Outside the Gorey home sits a massive southern magnolia tree, very unusual for the Cape Cod climate, that was nurtured by Gorey and the spinster sisters who previously owned the house. At this time of year, it bursts into bloom with a heady fragrance. Visitors to the museum relax on the porch, enjoy the topiaries that dot the grounds, and often picnic on the green across the street. Visiting the Edward Gorey House is like a visit to your eccentric uncle, always welcoming and endlessly fascinating.

If you go . . .

The Parnassus Book Shop is located at 220 Route 6A (The Old King's Highway) in Yarmouthport.

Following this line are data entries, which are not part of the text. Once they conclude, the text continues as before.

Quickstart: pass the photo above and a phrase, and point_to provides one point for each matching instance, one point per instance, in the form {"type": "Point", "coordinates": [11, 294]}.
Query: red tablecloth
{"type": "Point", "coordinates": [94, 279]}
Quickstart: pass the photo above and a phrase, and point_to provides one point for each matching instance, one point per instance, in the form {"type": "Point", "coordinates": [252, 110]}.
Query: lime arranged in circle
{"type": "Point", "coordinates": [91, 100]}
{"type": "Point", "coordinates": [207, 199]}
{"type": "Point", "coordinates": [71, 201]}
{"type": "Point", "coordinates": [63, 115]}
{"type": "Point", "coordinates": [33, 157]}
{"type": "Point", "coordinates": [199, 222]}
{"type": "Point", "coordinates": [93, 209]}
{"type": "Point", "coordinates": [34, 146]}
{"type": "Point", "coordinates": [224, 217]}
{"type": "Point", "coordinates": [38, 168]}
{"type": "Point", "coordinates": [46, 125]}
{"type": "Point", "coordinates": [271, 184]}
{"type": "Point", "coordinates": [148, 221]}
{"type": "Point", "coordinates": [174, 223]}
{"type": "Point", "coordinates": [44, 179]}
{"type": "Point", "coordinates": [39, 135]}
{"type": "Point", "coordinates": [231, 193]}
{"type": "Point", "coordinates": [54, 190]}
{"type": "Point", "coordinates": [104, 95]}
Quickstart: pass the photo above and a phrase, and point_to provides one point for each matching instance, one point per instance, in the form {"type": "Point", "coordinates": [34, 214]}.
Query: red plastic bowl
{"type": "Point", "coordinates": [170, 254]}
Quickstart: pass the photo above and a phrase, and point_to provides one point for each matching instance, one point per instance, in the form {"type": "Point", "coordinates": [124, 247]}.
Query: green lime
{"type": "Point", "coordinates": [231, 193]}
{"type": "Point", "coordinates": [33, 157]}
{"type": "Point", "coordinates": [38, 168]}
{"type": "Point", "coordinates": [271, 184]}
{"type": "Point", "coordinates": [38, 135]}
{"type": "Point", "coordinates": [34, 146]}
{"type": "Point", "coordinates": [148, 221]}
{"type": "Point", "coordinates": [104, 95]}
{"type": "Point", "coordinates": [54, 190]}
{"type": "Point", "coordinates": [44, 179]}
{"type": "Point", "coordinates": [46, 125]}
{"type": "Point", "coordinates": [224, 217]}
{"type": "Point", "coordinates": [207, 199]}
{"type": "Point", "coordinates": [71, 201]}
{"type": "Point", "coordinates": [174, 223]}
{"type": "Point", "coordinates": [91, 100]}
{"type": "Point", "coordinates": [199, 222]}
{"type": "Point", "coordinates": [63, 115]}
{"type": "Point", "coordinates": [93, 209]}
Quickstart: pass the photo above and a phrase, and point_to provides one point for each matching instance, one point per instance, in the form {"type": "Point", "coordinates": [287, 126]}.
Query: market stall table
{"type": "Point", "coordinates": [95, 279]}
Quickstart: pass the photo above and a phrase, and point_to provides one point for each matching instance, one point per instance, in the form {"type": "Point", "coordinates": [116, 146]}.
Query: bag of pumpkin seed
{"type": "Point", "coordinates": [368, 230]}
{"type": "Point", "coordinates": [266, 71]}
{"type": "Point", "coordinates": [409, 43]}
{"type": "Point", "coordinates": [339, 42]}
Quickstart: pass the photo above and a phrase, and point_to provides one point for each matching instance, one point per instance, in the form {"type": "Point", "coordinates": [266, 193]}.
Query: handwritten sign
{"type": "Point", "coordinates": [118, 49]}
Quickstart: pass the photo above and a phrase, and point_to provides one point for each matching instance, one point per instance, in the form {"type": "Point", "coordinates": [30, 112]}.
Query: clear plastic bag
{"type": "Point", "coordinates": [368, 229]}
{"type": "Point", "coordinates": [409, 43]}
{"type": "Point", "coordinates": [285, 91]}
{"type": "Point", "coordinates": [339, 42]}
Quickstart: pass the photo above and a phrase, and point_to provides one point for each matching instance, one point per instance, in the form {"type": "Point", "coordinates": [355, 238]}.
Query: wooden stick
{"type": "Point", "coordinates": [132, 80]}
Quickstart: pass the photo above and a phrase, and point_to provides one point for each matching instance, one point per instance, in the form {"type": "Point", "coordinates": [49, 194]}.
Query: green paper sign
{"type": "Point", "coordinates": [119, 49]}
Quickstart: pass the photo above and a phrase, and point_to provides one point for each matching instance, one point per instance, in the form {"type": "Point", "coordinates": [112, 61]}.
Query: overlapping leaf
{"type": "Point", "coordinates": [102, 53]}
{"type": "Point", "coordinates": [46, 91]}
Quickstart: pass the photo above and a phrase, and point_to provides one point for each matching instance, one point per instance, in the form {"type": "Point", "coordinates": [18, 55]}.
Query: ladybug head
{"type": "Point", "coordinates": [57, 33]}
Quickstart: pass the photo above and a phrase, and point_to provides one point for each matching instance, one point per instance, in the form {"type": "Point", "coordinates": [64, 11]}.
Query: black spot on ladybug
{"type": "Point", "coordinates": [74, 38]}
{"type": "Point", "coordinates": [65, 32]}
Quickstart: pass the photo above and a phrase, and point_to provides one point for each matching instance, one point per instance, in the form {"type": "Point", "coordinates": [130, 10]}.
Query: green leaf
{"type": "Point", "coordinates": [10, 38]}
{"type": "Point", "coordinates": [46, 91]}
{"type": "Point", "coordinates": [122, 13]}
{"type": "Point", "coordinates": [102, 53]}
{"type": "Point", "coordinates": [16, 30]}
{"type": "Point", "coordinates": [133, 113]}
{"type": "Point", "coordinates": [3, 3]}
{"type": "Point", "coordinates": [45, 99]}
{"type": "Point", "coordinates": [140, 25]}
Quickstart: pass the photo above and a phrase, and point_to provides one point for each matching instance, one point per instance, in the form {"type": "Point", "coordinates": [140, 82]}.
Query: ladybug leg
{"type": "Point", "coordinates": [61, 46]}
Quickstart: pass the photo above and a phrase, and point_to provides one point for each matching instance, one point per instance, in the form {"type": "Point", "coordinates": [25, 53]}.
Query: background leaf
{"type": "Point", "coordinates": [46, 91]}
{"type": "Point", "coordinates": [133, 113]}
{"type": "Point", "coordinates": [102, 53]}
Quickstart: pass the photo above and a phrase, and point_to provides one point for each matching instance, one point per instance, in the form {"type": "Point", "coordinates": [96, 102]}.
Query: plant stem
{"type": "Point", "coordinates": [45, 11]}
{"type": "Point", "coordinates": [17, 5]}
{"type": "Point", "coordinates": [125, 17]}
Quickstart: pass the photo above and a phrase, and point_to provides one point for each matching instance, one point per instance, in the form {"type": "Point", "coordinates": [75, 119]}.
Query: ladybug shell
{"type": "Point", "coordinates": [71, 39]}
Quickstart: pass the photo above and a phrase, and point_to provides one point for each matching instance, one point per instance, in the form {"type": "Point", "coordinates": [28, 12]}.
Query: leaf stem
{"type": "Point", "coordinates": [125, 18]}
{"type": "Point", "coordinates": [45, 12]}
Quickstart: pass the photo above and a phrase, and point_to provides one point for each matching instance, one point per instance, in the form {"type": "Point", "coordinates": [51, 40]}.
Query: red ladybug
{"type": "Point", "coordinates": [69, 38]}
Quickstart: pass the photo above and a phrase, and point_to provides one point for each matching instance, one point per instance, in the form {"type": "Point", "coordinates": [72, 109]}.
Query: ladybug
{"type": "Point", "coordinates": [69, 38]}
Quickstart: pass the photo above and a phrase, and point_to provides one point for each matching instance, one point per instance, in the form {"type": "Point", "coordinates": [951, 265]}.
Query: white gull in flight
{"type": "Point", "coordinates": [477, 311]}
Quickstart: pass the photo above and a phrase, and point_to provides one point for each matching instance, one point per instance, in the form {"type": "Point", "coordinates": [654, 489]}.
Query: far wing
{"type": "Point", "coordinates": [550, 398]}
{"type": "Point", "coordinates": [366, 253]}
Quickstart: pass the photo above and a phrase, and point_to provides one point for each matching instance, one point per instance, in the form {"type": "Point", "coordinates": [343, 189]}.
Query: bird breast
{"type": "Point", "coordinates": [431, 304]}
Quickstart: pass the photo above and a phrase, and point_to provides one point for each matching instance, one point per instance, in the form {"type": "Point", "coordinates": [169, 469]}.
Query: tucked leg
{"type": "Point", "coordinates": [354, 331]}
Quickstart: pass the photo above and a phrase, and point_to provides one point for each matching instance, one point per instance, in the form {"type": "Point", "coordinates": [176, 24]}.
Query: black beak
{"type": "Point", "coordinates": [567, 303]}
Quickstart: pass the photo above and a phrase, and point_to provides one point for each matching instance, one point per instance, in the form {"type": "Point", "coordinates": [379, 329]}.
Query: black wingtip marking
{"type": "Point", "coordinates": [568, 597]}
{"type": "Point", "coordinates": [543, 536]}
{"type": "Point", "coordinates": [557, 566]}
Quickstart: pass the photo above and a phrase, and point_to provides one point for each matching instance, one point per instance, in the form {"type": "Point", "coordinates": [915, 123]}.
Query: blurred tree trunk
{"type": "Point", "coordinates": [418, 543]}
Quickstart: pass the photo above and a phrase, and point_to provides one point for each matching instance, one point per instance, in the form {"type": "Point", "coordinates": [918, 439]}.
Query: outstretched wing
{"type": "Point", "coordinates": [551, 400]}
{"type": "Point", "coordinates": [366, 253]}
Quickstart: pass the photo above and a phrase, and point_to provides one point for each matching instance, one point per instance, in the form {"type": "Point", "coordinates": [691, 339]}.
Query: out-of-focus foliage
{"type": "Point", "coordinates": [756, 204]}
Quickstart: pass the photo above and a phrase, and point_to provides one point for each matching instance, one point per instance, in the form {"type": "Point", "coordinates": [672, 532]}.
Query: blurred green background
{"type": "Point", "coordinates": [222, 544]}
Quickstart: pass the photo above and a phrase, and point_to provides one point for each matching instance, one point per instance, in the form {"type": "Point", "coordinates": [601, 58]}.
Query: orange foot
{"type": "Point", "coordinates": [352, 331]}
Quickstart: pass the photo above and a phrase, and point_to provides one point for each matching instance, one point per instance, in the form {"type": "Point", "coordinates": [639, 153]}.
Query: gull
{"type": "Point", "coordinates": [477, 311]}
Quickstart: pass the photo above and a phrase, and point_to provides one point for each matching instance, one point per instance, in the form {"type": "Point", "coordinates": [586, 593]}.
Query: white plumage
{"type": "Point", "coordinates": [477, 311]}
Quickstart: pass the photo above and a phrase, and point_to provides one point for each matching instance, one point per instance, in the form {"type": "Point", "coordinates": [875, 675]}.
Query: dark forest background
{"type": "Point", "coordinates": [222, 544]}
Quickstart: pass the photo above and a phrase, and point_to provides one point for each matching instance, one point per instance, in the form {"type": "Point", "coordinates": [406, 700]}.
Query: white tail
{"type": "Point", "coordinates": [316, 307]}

To check their hours, call them at 1-508-362-6420 or check their web site

The Edward Gorey House sits at 8 Strawberry Lane in Yarmouthport. The museum is open Wednesday through Saturday from 11 a.m. to 4 p.m. and on Sundays from noon to 4 p.m. They can be reached at 1-508-362-3909, or at their delightful web site,

While visiting the Yarmouthport area, there are plenty of places to head if you start feeling peckish. The Old Yarmouth Inn, at 223 Route 6A, offers a lovely dining experience for lunch and dinner. You may even catch sight of their ghost. Call them at 1-508-362-9962. If you're in the mood for more casual fare, the Scargo Cafe (1-508-385-8200), at 799 Route 6A in Dennis, has an eclectic menu that will surely hit the spot. If it is a lovely day, stop in Barnstable at the Barnstable Restaurant and Tavern at 3176 Main Street. A fieldstone patio offers dining that allows you to overlook Main Street while you enjoy a scrumptious lunch. Check out their hours at 1-508-362-2355.